Seeing huge numbers of 503s from the S3 API in us-east-1. Anyone else having problems? I only found one other on Twitter: https://twitter.com/cperciva/status/630641484677558273
I'm seeing it as well - majority of connections are being dropped for us atm
The Amazon S3 team recently completed some maintenance
changes to Amazon S3’s DNS configuration for the US STANDARD region on
July 30th, 2015.
You are receiving this email because we noticed that your bucket
is still receiving requests on the IP addresses which were removed
from DNS rotation. These IP addresses will be disabled on August
10th at 11:00 am PDT, at which time any requests still using
those addresses will receive an HTTP 503 response status code.
Applications should use the published Amazon S3 DNS names for
US STANDARD: either s3.amazonaws.com or s3-external-2.amazonaws.com
with their associated time to live (TTL) values. Please refer to
our documentation at:
http://docs.aws.amazon.com/general/latest/gr/rande.html#s3_region
for more information on Amazon S3 DNS names.
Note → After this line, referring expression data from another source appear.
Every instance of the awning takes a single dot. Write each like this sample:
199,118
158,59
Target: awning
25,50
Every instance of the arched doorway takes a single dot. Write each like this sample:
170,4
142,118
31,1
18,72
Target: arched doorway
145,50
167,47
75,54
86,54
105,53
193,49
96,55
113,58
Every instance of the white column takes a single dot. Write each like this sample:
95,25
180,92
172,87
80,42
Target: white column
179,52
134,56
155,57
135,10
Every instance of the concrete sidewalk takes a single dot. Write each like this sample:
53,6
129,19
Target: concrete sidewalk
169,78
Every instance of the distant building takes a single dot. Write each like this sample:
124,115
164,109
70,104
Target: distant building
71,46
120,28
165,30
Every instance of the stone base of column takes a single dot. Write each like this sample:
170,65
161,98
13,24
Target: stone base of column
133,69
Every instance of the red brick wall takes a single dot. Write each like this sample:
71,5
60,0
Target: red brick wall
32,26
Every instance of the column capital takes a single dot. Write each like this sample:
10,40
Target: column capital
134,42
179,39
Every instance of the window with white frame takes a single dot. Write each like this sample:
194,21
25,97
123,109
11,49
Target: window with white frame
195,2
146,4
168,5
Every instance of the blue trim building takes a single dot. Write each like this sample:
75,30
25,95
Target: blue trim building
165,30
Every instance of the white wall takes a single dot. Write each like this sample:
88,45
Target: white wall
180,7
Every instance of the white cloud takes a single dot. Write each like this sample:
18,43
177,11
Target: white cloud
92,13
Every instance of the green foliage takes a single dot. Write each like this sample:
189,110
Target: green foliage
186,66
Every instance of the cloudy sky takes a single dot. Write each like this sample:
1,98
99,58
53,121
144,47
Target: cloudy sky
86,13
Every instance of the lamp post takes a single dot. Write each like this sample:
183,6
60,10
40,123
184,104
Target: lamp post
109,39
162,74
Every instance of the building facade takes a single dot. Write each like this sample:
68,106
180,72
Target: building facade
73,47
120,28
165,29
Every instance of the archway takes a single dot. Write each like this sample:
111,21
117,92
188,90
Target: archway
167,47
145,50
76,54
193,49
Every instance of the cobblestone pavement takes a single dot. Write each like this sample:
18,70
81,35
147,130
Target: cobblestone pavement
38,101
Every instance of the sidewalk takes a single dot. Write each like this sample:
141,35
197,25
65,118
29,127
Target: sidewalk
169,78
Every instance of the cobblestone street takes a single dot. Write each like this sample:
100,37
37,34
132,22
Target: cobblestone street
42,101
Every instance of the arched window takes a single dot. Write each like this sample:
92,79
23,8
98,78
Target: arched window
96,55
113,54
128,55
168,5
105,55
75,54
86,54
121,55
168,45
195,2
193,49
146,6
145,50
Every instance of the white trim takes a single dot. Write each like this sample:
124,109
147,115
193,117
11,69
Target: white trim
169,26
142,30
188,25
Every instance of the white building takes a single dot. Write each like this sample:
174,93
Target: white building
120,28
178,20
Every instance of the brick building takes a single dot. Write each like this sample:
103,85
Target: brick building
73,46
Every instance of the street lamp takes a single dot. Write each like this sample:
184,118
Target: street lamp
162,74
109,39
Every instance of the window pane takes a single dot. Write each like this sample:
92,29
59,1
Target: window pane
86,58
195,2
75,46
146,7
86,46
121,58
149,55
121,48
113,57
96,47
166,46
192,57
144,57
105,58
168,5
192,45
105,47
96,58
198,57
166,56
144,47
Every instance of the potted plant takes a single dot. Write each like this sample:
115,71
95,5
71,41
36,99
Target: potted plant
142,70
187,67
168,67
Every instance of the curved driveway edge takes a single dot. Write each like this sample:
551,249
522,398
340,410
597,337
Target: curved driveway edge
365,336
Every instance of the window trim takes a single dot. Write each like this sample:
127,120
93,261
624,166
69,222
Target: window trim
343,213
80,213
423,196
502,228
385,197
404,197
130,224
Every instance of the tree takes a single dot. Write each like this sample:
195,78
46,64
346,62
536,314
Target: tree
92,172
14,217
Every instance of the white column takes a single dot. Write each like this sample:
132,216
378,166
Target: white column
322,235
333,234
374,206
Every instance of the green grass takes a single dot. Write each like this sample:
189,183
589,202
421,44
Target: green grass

Something to do with that perhaps? AWS sent us that last thursday
I wonder what it would take for amazon to show one of the yellow icons on their status page? Has it ever happened? Would a datacenter have to fall in the ocean?
Whats frustrating is when you have customers who are also down because of the outage - but when you say Amazon is experiencing severe outages causing 50% of our requests to be dropped and there's not much we can do, it makes us look pretty bad when they they go to the amazon dashboard and only see "Elevated Error Rates."
Often times it's just that though. Just because many customers are experiencing something doesn't mean ALL customers are experiencing something. When I worked there what the media would describe as a major outage was really less than 1% of one region... this particular instance seems pretty odd though.
I'm sure "elevated error rates" is the first alarm which goes off. And once they've put that description onto the status page, they're probably more worried about getting it fixed than going back and changing the wording.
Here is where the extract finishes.